## Optimized Gradient Descent

Putting some turbo boost into our gradient descent code

Series

Series

Linear Regression + another version of Gradient Descent in Python

BR

Bijon Setyawan Raya

April 04, 2022

8 mins

Introduction

Linear Regression

Mathematics of Gradient Descent

Batch Gradient Descent

Mini Batch Gradient Descent

Stochastic Gradient Descent

Previously, we have learned that BGD updates $\beta_0$ and $\beta_1$ only after it has seen the entire dataset. As for MBGD, it only updates them after it has seen a fraction of of the entire dataset.

In this post, we are going to implement another variation of Gradient Descent called Stochastic Gradient Descent, and now I am going to call it SGD throughout this post.

SGD is an optimization algorithm that is derived from BGD and MBGD. Since we are dealing with Linear Regresison, this algorithm helps us to find the best fit line for our data. In other words, we want to find the best value for $\beta_0$ and $\beta_1$ so that the line sits right in a position where it's close to most data points. As the regression line moves toward where most data points sit, the lost function, in this case the Mean Square Error value, will decrease.

Before we start, we should get ourselves familiar with the mathematical part of this algorithm.

The whole idea of SGD is that it updates the parameters each time we see a random data points.

So, we are going to do a litle review to refresh our memory from the first post in this series.

Remember that the cost function that we are going to minimized in BGD is

$J(\beta_0, \beta_1) = \frac{1}{N} \sum_{i=1}^N (f(x) - y_1)^2$

However, since SGD updates $\beta_0$ and $\beta_1$ after seeing a random data points, we do not have to divide the summation by $N$.

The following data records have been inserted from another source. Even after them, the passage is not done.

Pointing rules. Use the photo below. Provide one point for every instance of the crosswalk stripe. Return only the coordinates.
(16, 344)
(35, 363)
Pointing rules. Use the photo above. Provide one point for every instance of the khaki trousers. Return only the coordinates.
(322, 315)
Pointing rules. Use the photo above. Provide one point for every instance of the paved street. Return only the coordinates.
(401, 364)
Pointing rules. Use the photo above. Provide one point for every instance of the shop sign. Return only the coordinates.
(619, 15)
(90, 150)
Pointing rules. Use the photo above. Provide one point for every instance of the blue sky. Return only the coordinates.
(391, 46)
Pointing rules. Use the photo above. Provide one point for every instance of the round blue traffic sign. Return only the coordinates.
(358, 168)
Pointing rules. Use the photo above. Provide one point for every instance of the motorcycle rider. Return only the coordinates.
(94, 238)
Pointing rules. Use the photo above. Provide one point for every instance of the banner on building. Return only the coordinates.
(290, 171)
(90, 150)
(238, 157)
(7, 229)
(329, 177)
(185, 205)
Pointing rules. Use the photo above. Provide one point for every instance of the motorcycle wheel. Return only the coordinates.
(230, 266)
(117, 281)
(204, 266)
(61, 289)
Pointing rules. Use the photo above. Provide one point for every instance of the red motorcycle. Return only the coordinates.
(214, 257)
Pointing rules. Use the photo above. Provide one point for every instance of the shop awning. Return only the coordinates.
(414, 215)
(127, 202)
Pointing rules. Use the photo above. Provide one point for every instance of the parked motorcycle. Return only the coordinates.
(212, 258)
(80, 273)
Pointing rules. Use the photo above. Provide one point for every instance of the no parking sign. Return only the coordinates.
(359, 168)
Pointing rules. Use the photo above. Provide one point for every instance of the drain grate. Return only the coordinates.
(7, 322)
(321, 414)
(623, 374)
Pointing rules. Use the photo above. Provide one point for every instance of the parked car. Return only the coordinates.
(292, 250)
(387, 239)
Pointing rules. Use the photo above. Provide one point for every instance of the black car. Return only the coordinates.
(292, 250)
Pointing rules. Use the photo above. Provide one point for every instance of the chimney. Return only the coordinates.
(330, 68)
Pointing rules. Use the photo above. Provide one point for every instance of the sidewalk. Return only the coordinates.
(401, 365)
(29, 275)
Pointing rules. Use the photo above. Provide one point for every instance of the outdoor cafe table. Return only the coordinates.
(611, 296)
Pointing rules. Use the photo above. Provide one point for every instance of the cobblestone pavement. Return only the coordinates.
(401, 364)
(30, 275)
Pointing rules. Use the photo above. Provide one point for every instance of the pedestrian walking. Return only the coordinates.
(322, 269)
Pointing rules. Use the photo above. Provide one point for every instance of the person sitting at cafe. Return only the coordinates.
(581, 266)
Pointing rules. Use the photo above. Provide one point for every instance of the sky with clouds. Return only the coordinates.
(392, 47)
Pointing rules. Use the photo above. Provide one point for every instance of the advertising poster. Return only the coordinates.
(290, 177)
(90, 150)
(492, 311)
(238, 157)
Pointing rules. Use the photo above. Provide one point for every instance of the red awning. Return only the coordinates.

Thus, the cost function will be

$J(\beta_0, \beta_1) = (f(x) - y_1)^2$

The update rules stay the same

$\Theta_{i} = \beta_i - \alpha \cdot \frac{\partial}{\partial \beta_i} J(\beta_0, \beta_1)$

where $\beta_i$ is the coefficients we want to update and $\alpha$ is the learning rate.

Applying Power Rule to the cost function, we have

$\frac{\partial}{\partial \beta_i} J(\beta_0, \beta_1) = 2(f(x) - y_i) \frac{\partial}{\partial \beta_i} (f(x) - y_i)$

Let's partially derive the cost function with respect to $\beta_0$ and $\beta_1$.

$\begin{aligned}
\frac{\partial}{\partial \beta_0} J(\beta_0, \beta_1)
&= 2 (f(x) - y_i) \frac{\partial}{\partial \beta_0} (\beta_0 + \beta_1 x - y_i) \\
&= 2 (f(x) - y_i)
\end{aligned}$

$\frac{\partial}{\partial \beta_1} J(\beta_0, \beta_1) = 2(f(x) - y_i)x$

Remember that the scalar 2 in the partial derivative equations above can be cancelled out by dividing the SGD cost function by 2.
We called the new customized cost function **One Half Mean Squared Error**.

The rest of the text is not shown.